Below is a blog piece I wrote for Junior Strategy, a great project which I’ve recently begun to contribute to, which aims to be a resource for any current or aspiring junior planner or strategist. Started by Ben and Ashly who are both currently based in Amsterdam, over the last year Junior Strategy has grown to include contributors from Europe and the US, with more hubs springing up all the time.
Up until now the format of the site has been in-depth interviews with planners or strategists at a senior or director level, probing them for pearls of wisdom gained along their journey that could be of use to anyone just starting out. But this week sees the launch of the newest ‘arm’ of Junior Strategy – a blog aimed to provide some food for thought around issues in planning or strategy today. My first outing as a regular written contributor was to the ‘Wildcard’ section, talking about the impact of big data on consumer insight for brands, and the perils of taking big numbers at face value.
‘Big data’ is increasingly cited by commentators as the future of insight for brands and agencies alike, with 2013 already christened as ‘the year of big data’. In a study conducted by Winterberry Group which surveyed over 150 senior figures in advertising, marketing, publishing and technology, 77 percent said data management platforms will play either a “critical” or “major supporting” role in analysing and improving their advertising and marketing efforts in the long term.

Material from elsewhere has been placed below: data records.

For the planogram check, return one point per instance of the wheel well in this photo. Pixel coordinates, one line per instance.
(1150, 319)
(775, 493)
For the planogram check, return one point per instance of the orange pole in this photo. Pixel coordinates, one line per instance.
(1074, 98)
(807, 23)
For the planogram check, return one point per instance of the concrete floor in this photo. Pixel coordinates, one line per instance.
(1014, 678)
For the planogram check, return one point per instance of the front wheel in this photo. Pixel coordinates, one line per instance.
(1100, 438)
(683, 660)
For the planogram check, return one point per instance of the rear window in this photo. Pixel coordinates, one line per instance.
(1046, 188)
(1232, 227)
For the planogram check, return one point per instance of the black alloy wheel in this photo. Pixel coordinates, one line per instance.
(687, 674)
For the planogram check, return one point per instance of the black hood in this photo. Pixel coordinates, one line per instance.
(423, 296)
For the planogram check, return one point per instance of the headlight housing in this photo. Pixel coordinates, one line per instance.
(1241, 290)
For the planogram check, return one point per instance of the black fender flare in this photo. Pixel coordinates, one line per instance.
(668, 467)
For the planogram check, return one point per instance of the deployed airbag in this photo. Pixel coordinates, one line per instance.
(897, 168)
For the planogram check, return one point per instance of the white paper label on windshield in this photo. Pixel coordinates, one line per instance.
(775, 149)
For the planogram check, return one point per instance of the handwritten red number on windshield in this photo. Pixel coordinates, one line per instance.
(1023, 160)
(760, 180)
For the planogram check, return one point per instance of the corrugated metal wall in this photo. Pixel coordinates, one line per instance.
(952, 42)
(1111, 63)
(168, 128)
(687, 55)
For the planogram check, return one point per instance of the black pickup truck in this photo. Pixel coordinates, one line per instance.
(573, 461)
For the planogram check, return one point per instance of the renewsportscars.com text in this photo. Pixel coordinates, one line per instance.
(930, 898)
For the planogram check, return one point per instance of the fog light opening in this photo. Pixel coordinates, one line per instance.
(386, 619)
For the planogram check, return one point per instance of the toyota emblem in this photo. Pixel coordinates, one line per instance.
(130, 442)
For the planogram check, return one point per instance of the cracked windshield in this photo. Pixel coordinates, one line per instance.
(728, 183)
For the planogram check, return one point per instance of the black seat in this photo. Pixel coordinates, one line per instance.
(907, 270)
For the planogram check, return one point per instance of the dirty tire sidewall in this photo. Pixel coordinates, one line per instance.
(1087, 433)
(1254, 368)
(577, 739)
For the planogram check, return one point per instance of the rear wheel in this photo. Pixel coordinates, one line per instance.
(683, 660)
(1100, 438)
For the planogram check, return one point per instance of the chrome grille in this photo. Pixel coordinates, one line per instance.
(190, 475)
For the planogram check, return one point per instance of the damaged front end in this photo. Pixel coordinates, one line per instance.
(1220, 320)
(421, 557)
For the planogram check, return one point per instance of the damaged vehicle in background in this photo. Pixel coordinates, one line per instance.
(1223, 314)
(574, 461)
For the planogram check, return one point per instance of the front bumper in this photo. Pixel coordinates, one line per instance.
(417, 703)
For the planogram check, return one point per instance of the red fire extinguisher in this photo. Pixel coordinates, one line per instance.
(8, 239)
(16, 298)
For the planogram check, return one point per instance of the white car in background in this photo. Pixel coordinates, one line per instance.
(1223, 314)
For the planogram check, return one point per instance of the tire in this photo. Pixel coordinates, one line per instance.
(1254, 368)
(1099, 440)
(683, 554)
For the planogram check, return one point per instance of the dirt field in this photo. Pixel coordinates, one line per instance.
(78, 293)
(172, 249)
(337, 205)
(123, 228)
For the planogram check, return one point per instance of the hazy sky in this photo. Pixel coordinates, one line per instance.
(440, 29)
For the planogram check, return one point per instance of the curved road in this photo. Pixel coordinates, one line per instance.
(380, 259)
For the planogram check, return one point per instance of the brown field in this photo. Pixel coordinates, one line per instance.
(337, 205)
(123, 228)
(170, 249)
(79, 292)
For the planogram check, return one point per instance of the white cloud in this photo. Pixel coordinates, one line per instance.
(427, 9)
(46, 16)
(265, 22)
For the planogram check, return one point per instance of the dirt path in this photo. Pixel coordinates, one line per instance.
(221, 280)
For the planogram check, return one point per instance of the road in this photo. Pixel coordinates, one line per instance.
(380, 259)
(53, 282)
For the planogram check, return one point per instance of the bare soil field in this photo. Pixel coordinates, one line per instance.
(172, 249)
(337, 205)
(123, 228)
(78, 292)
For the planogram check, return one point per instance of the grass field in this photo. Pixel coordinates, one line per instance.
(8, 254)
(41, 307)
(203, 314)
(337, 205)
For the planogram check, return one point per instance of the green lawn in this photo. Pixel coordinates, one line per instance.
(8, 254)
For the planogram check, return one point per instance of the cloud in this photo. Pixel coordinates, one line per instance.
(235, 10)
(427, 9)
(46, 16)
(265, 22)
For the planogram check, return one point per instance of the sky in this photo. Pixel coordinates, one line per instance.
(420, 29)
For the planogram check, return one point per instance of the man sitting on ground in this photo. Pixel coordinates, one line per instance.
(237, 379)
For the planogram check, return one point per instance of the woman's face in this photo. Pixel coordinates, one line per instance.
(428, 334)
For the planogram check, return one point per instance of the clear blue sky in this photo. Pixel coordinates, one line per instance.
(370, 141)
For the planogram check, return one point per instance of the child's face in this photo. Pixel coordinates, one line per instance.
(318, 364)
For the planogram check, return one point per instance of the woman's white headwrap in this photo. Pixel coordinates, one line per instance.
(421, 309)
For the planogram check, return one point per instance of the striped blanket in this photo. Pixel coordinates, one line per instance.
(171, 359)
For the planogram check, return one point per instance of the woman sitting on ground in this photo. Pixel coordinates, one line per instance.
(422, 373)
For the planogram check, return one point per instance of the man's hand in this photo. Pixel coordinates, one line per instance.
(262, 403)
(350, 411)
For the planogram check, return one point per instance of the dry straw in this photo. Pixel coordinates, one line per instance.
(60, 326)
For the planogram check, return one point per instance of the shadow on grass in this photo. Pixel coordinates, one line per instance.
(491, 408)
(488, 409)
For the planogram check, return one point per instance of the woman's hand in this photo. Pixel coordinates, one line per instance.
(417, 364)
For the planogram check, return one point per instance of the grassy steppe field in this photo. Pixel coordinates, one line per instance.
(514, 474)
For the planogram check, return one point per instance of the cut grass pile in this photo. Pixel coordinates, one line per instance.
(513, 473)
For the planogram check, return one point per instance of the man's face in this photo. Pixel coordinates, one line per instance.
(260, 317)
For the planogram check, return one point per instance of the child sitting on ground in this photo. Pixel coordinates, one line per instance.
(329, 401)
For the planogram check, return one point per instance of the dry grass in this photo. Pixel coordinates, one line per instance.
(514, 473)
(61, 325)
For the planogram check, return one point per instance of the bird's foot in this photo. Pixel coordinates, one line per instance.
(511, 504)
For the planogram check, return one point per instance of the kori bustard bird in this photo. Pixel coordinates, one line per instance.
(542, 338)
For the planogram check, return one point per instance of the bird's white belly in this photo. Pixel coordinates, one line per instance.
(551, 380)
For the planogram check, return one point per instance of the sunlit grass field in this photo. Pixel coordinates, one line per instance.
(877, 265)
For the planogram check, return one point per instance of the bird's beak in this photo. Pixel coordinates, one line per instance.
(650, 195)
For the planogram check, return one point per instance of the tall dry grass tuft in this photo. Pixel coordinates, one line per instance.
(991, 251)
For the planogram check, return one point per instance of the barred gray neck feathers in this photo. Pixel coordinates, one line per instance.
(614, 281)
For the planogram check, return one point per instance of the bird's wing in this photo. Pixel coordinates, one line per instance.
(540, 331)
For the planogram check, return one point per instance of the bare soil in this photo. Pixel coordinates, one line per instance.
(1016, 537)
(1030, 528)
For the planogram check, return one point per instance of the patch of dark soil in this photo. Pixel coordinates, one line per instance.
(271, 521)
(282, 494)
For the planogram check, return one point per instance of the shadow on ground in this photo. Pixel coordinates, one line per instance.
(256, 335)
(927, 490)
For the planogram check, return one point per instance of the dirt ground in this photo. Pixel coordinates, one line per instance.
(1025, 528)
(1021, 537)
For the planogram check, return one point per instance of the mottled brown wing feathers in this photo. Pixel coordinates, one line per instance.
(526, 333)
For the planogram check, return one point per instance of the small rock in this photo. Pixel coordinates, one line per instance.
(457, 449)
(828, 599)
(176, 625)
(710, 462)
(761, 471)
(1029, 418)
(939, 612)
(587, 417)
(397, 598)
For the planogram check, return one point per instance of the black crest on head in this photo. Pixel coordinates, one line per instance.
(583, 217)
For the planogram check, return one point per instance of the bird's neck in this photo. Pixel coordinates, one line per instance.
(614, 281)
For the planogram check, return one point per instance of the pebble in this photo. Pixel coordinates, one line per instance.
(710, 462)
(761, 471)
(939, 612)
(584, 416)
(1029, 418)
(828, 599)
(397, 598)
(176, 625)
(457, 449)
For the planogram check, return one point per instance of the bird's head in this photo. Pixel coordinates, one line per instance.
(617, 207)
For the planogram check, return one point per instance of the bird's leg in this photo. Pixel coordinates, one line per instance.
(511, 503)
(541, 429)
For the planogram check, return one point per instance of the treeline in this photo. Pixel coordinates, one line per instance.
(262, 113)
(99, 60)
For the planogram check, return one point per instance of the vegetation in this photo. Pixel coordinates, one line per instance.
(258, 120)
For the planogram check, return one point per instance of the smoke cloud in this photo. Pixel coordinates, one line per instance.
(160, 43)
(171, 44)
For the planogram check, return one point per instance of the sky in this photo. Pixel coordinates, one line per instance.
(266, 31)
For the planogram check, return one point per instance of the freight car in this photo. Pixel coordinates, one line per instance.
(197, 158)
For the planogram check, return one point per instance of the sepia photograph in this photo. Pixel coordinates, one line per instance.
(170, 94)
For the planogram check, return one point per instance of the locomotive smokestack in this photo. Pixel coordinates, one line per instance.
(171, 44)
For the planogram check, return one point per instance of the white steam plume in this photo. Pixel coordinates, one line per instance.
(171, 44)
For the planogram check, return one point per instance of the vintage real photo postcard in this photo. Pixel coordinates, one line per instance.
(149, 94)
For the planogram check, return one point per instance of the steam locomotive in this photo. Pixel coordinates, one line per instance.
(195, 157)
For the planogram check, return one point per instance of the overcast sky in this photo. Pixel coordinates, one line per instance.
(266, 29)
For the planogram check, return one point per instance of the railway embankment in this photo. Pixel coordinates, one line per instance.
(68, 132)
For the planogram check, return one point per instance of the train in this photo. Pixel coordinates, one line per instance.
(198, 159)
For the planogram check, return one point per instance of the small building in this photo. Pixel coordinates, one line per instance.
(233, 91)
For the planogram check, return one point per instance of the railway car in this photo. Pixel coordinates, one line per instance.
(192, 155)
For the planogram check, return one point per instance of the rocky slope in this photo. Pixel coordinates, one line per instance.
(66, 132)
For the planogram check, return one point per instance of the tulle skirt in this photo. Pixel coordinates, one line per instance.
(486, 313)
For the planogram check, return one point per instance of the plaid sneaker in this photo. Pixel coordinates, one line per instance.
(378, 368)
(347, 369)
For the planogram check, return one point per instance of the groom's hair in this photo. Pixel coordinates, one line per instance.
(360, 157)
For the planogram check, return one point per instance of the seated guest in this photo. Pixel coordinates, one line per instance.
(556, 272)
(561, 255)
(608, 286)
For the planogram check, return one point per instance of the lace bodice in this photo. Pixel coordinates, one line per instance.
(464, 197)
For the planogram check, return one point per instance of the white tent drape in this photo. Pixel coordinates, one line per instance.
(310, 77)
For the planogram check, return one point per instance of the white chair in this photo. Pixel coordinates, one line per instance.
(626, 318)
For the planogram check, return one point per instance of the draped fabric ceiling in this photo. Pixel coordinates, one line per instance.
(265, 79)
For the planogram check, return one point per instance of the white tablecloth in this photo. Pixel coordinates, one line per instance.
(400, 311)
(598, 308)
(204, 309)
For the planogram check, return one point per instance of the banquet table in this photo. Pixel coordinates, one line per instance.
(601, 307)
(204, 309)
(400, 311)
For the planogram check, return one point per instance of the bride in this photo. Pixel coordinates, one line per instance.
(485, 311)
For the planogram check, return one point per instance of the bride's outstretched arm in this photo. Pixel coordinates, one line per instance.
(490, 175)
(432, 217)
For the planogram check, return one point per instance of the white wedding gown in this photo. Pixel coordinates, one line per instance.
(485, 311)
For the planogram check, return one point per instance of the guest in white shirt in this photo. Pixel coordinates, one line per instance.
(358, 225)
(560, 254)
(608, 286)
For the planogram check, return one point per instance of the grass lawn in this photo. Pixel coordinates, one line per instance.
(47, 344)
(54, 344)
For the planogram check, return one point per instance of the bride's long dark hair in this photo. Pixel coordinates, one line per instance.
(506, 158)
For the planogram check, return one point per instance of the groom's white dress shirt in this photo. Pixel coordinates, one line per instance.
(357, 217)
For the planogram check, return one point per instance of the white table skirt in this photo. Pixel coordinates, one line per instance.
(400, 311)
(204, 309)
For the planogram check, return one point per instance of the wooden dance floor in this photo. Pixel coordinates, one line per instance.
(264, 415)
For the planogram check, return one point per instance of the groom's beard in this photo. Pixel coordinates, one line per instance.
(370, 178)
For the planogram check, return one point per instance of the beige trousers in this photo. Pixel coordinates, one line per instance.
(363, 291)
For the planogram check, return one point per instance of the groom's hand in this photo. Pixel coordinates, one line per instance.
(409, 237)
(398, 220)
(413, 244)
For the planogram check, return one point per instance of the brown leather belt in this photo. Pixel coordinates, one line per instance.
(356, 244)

This isn’t just about marketing either – brands are using consumer data to create and improve their services and products – the Nike + and Fuelband ecosystem being just one example. Netflix has even taken big data to the next level – using in-depth knowledge of their consumer’s viewing habits in their new venture as content producer with their new series House of Cards.
Despite the hype, this isn’t a new phenomenon: the use of algorithm and analysis to make sense of the huge streams of information left in our digital wake has been on the cards for some time. In 2008, Wired’s Chris Anderson wrote:
“This is a world where massive amounts of data and applied mathematics replace every other tool that might be brought to bear. Out with every theory of human behavior, from linguistics to sociology. Forget taxonomy, ontology, and psychology. Who knows why people do what they do? The point is they do it, and we can track and measure it with unprecedented fidelity. With enough data, the numbers speak for themselves.”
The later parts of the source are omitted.